It’s no secret kids can be expensive – but now actual figures have been put on what it costs to bring up a child in Australia.
The cost of raising a child is $140 a week for unemployed families and $170 per week for low-income families, according to new research.
That’s between $7280 and $8840 a year for each child – and the figures are conservative as they are calculated on tight budgets.
The weekly figures, published by the Australian Institute of Family Studies, include the estimated costs of food, clothing, footwear, health, personal care, school expenses, as well as their share of household expenses including housing and energy costs.
The University of New South Wales carried out the research using a budget standards approach to estimate what it cost to achieve a ‘minimum income standard for healthy living’ in Australia.
The study found the estimated weekly costs for low-paid families of raising two children – a 6-year-old girl and a 10-year-old boy – is $340 per week, or $170 per child.
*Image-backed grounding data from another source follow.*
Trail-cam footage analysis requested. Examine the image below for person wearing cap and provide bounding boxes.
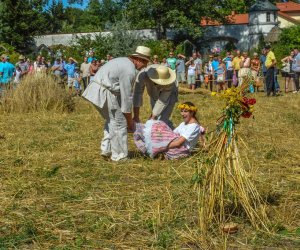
[64,57,78,95]
[0,54,15,89]
[133,65,178,127]
[82,46,151,161]
[264,45,277,96]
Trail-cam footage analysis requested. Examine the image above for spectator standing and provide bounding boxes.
[251,52,261,91]
[80,56,90,90]
[34,55,47,73]
[292,47,300,93]
[14,66,22,84]
[152,55,160,64]
[193,52,203,87]
[264,45,277,96]
[206,55,214,91]
[52,58,64,84]
[211,54,220,88]
[176,54,186,84]
[15,55,29,79]
[166,52,177,70]
[87,51,96,63]
[161,58,169,68]
[232,50,244,86]
[223,52,234,88]
[281,51,295,93]
[185,57,197,90]
[0,54,15,91]
[64,57,78,95]
[239,51,251,85]
[73,67,82,96]
[216,57,226,92]
[89,59,99,83]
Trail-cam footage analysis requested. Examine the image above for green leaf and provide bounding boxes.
[295,228,300,236]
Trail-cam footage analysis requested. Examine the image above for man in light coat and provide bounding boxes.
[82,46,151,161]
[133,65,178,127]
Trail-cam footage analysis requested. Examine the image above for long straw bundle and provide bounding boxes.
[196,79,269,233]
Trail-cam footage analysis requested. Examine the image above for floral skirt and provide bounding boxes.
[134,120,190,160]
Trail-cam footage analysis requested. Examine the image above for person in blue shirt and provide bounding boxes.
[223,52,234,88]
[211,54,220,85]
[0,54,15,91]
[176,54,186,84]
[64,57,78,95]
[87,51,97,63]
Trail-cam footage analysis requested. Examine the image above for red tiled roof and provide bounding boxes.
[278,11,300,24]
[276,2,300,12]
[200,14,249,26]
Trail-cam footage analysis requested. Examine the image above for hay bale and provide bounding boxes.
[0,74,75,113]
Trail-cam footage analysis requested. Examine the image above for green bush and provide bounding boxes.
[272,25,300,67]
[0,43,20,64]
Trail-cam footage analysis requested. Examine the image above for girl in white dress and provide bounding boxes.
[134,102,205,159]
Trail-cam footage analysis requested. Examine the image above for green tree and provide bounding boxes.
[273,25,300,66]
[0,0,47,52]
[122,0,243,39]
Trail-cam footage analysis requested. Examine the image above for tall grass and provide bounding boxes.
[0,74,75,113]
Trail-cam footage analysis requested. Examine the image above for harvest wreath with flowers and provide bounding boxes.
[191,80,269,234]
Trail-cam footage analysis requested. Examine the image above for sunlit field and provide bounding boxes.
[0,78,299,249]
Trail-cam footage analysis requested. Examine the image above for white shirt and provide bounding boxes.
[173,122,201,150]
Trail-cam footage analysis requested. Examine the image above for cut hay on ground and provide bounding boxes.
[0,79,299,248]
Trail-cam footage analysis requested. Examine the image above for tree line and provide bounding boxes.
[1,0,279,52]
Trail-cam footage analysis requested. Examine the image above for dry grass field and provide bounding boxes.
[0,78,299,249]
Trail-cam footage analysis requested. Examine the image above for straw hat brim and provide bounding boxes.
[130,53,150,61]
[146,64,176,86]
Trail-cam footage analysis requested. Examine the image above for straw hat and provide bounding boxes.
[130,46,151,61]
[146,65,176,86]
[19,55,25,60]
[1,54,7,59]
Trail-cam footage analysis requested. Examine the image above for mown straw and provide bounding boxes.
[0,73,74,113]
[0,77,299,248]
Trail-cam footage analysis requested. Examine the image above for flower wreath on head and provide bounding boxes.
[177,103,198,112]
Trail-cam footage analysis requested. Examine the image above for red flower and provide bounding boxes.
[241,111,252,118]
[248,98,256,105]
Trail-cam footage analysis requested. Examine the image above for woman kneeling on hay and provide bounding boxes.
[134,102,205,160]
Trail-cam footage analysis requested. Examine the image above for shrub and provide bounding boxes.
[0,74,75,113]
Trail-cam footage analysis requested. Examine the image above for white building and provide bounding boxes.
[200,0,300,52]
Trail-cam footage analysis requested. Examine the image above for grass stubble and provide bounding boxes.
[0,78,299,249]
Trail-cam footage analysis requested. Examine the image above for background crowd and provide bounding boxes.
[1,45,300,97]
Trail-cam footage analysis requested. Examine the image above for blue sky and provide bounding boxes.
[63,0,89,9]
[46,0,89,9]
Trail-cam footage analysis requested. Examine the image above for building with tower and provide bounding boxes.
[200,0,300,52]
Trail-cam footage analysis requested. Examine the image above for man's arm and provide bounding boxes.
[132,71,146,122]
[151,85,173,118]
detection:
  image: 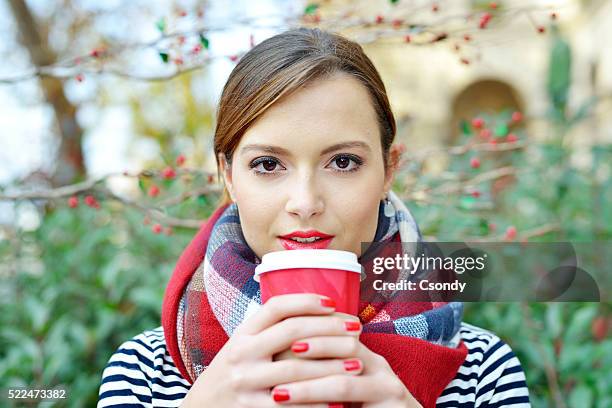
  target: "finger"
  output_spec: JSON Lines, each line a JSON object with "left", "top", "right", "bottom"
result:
{"left": 270, "top": 374, "right": 400, "bottom": 404}
{"left": 236, "top": 358, "right": 363, "bottom": 390}
{"left": 287, "top": 336, "right": 362, "bottom": 360}
{"left": 235, "top": 293, "right": 337, "bottom": 336}
{"left": 246, "top": 314, "right": 362, "bottom": 359}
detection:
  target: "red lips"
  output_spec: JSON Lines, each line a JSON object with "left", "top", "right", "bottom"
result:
{"left": 278, "top": 230, "right": 334, "bottom": 250}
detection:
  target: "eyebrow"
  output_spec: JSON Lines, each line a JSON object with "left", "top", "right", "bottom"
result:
{"left": 239, "top": 141, "right": 371, "bottom": 156}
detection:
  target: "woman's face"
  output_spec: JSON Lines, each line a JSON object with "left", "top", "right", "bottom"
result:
{"left": 219, "top": 72, "right": 398, "bottom": 260}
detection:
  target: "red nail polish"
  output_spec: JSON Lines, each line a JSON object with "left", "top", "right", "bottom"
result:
{"left": 320, "top": 297, "right": 336, "bottom": 308}
{"left": 345, "top": 321, "right": 361, "bottom": 331}
{"left": 291, "top": 342, "right": 309, "bottom": 353}
{"left": 344, "top": 359, "right": 362, "bottom": 371}
{"left": 272, "top": 388, "right": 290, "bottom": 402}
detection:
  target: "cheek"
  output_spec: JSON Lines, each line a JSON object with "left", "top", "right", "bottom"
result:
{"left": 328, "top": 172, "right": 384, "bottom": 241}
{"left": 232, "top": 175, "right": 280, "bottom": 254}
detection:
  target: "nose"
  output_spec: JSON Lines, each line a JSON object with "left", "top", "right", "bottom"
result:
{"left": 284, "top": 172, "right": 325, "bottom": 220}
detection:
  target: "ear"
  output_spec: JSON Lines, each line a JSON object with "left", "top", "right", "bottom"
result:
{"left": 382, "top": 144, "right": 402, "bottom": 199}
{"left": 218, "top": 153, "right": 236, "bottom": 202}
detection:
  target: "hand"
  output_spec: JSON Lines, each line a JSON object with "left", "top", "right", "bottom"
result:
{"left": 270, "top": 327, "right": 423, "bottom": 408}
{"left": 180, "top": 293, "right": 364, "bottom": 408}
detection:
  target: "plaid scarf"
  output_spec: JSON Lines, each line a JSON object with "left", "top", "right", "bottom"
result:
{"left": 162, "top": 191, "right": 468, "bottom": 408}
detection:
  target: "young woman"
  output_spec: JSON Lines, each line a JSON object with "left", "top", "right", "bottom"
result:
{"left": 98, "top": 28, "right": 531, "bottom": 408}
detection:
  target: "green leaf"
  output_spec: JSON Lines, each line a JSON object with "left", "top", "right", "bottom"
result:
{"left": 155, "top": 18, "right": 166, "bottom": 33}
{"left": 565, "top": 306, "right": 597, "bottom": 342}
{"left": 304, "top": 3, "right": 319, "bottom": 14}
{"left": 568, "top": 384, "right": 593, "bottom": 408}
{"left": 495, "top": 123, "right": 509, "bottom": 137}
{"left": 138, "top": 177, "right": 146, "bottom": 194}
{"left": 460, "top": 120, "right": 472, "bottom": 136}
{"left": 390, "top": 0, "right": 400, "bottom": 3}
{"left": 199, "top": 34, "right": 210, "bottom": 49}
{"left": 158, "top": 52, "right": 169, "bottom": 63}
{"left": 546, "top": 303, "right": 562, "bottom": 338}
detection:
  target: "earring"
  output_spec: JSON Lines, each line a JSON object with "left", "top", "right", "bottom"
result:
{"left": 383, "top": 195, "right": 395, "bottom": 217}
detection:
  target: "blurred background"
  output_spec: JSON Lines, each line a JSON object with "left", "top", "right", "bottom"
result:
{"left": 0, "top": 0, "right": 610, "bottom": 406}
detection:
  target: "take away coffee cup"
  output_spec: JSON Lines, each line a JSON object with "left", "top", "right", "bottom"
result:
{"left": 254, "top": 249, "right": 362, "bottom": 315}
For the unemployed, the weekly costs of raising two children is $280 per week, or $140 per child.
“We updated the existing budget standards using new ABS data on what Australians own, what they do and what they spend their money on,” UNSW Professor Peter Saunders explained.
“For example, we included the costs of mobile phones which are now commonplace and what it costs to feed and clothe children by pricing shelf items in nationwide stores, such as Woolworths and Kmart.”
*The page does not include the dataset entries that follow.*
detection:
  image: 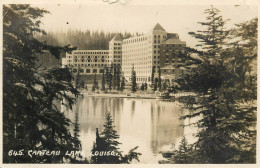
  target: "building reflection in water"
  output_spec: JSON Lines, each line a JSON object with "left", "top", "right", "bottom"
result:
{"left": 63, "top": 96, "right": 184, "bottom": 163}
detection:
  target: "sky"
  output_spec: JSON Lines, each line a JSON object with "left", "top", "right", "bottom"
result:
{"left": 33, "top": 1, "right": 258, "bottom": 48}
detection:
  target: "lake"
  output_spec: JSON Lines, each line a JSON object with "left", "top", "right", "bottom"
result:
{"left": 63, "top": 95, "right": 186, "bottom": 163}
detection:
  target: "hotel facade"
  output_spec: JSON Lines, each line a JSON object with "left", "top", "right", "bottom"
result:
{"left": 62, "top": 23, "right": 186, "bottom": 83}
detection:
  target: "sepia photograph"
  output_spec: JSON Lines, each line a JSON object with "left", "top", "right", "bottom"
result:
{"left": 1, "top": 0, "right": 258, "bottom": 165}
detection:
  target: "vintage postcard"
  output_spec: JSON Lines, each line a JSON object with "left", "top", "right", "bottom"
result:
{"left": 1, "top": 0, "right": 259, "bottom": 167}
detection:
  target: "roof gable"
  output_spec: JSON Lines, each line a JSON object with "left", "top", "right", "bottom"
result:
{"left": 153, "top": 23, "right": 166, "bottom": 31}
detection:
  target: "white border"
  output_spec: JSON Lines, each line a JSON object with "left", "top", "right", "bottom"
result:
{"left": 0, "top": 0, "right": 259, "bottom": 168}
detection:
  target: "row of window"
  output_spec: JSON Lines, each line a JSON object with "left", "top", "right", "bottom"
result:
{"left": 123, "top": 36, "right": 148, "bottom": 44}
{"left": 163, "top": 44, "right": 184, "bottom": 48}
{"left": 73, "top": 51, "right": 109, "bottom": 54}
{"left": 74, "top": 68, "right": 104, "bottom": 74}
{"left": 154, "top": 35, "right": 166, "bottom": 39}
{"left": 154, "top": 40, "right": 161, "bottom": 43}
{"left": 72, "top": 55, "right": 109, "bottom": 59}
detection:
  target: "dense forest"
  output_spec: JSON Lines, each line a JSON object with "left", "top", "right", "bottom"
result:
{"left": 34, "top": 29, "right": 134, "bottom": 69}
{"left": 161, "top": 6, "right": 257, "bottom": 164}
{"left": 35, "top": 29, "right": 134, "bottom": 50}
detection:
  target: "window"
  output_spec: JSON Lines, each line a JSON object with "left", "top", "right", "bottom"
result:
{"left": 93, "top": 69, "right": 97, "bottom": 73}
{"left": 86, "top": 69, "right": 91, "bottom": 73}
{"left": 154, "top": 35, "right": 157, "bottom": 38}
{"left": 79, "top": 69, "right": 84, "bottom": 73}
{"left": 154, "top": 45, "right": 156, "bottom": 48}
{"left": 154, "top": 40, "right": 156, "bottom": 43}
{"left": 100, "top": 69, "right": 104, "bottom": 73}
{"left": 158, "top": 35, "right": 160, "bottom": 38}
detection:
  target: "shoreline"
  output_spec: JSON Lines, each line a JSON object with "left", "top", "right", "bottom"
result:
{"left": 78, "top": 90, "right": 194, "bottom": 100}
{"left": 80, "top": 92, "right": 157, "bottom": 99}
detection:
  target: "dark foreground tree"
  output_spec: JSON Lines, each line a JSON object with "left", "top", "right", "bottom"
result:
{"left": 3, "top": 4, "right": 83, "bottom": 163}
{"left": 120, "top": 76, "right": 125, "bottom": 91}
{"left": 158, "top": 67, "right": 162, "bottom": 90}
{"left": 164, "top": 6, "right": 257, "bottom": 164}
{"left": 91, "top": 113, "right": 141, "bottom": 164}
{"left": 101, "top": 71, "right": 106, "bottom": 91}
{"left": 131, "top": 65, "right": 137, "bottom": 92}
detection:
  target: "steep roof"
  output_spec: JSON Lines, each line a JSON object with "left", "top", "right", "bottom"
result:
{"left": 167, "top": 33, "right": 179, "bottom": 39}
{"left": 111, "top": 34, "right": 123, "bottom": 41}
{"left": 162, "top": 38, "right": 186, "bottom": 45}
{"left": 153, "top": 23, "right": 166, "bottom": 31}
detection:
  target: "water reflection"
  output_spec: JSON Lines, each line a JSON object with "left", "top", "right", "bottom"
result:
{"left": 63, "top": 96, "right": 184, "bottom": 163}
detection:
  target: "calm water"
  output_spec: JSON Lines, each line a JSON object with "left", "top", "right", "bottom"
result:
{"left": 63, "top": 95, "right": 185, "bottom": 164}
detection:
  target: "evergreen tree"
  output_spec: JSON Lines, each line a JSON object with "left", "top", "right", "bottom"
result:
{"left": 91, "top": 113, "right": 141, "bottom": 164}
{"left": 80, "top": 80, "right": 85, "bottom": 89}
{"left": 144, "top": 82, "right": 148, "bottom": 90}
{"left": 92, "top": 73, "right": 97, "bottom": 92}
{"left": 120, "top": 76, "right": 125, "bottom": 91}
{"left": 141, "top": 83, "right": 144, "bottom": 91}
{"left": 131, "top": 64, "right": 137, "bottom": 92}
{"left": 151, "top": 66, "right": 155, "bottom": 85}
{"left": 154, "top": 78, "right": 158, "bottom": 91}
{"left": 101, "top": 71, "right": 106, "bottom": 91}
{"left": 75, "top": 70, "right": 80, "bottom": 88}
{"left": 172, "top": 137, "right": 193, "bottom": 163}
{"left": 116, "top": 67, "right": 121, "bottom": 90}
{"left": 71, "top": 105, "right": 84, "bottom": 163}
{"left": 107, "top": 66, "right": 113, "bottom": 91}
{"left": 113, "top": 66, "right": 117, "bottom": 90}
{"left": 3, "top": 4, "right": 81, "bottom": 163}
{"left": 158, "top": 67, "right": 162, "bottom": 90}
{"left": 168, "top": 6, "right": 257, "bottom": 163}
{"left": 162, "top": 80, "right": 167, "bottom": 91}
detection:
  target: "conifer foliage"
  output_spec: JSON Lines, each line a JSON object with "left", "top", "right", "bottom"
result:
{"left": 3, "top": 4, "right": 81, "bottom": 163}
{"left": 91, "top": 113, "right": 141, "bottom": 164}
{"left": 166, "top": 6, "right": 257, "bottom": 163}
{"left": 131, "top": 65, "right": 137, "bottom": 92}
Prof Saunders said there were a series of focus group interviews with low-income families about how they managed their budgets. This revealed important trends, including clothes swapping for school uniforms and buying more homebrand or generic items in supermarkets and chain stores.
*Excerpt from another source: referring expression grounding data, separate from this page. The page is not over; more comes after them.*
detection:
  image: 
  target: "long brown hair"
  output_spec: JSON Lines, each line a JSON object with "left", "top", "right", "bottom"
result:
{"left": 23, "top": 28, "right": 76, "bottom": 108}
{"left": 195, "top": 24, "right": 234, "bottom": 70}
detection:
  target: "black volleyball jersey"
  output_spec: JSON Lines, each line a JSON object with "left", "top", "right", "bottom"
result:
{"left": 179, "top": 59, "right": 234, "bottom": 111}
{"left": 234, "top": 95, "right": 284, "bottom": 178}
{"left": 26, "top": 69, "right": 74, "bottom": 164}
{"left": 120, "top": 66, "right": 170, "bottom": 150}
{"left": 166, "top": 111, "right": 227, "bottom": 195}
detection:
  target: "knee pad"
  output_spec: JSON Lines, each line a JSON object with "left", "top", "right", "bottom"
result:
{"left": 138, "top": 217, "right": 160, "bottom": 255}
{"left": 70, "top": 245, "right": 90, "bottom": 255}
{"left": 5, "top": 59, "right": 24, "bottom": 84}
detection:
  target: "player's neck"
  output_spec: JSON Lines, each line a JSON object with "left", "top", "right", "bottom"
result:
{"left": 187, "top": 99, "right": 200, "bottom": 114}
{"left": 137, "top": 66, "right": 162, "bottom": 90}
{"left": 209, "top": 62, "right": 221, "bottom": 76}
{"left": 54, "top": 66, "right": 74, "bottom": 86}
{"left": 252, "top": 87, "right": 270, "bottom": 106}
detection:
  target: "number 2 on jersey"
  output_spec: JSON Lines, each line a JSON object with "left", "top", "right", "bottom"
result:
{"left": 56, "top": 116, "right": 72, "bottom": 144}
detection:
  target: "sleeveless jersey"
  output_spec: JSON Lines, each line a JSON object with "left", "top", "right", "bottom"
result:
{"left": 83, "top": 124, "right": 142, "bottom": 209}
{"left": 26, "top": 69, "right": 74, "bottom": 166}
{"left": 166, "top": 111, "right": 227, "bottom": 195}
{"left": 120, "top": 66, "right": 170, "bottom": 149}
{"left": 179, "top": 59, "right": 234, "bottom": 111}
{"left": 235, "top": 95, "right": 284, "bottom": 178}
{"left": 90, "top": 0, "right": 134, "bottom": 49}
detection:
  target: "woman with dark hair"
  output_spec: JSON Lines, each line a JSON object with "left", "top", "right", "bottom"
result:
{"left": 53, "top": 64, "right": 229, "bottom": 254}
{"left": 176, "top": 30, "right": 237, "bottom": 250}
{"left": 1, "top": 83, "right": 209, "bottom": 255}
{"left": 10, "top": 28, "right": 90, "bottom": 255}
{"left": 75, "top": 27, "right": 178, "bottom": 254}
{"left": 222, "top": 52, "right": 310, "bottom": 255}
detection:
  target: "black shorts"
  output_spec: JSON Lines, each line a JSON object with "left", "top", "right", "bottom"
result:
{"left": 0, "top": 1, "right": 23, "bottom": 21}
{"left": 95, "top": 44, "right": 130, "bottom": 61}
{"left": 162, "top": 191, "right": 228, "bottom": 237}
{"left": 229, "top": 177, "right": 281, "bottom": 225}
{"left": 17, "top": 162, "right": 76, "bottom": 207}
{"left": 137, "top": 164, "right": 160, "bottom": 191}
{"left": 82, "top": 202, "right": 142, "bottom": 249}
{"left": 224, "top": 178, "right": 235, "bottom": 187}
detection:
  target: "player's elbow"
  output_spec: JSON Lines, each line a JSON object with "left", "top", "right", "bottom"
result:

The most expensive budget items were housing costs, based on families paying average prices for rental accommodation in Sydney, Melbourne or Brisbane. The next most expensive items were food, household goods and services.
“The new estimates of the cost of children are considerably higher than those produced by updating the original budget standards created in 1995 because prevailing community standards have shifted upwards over the past two decades,” Prof Saunders said.
The research provides important data for assessing how much income unemployed and low-paid families need and could be used to guide the setting of the Newstart Allowance and minimum wage, he said.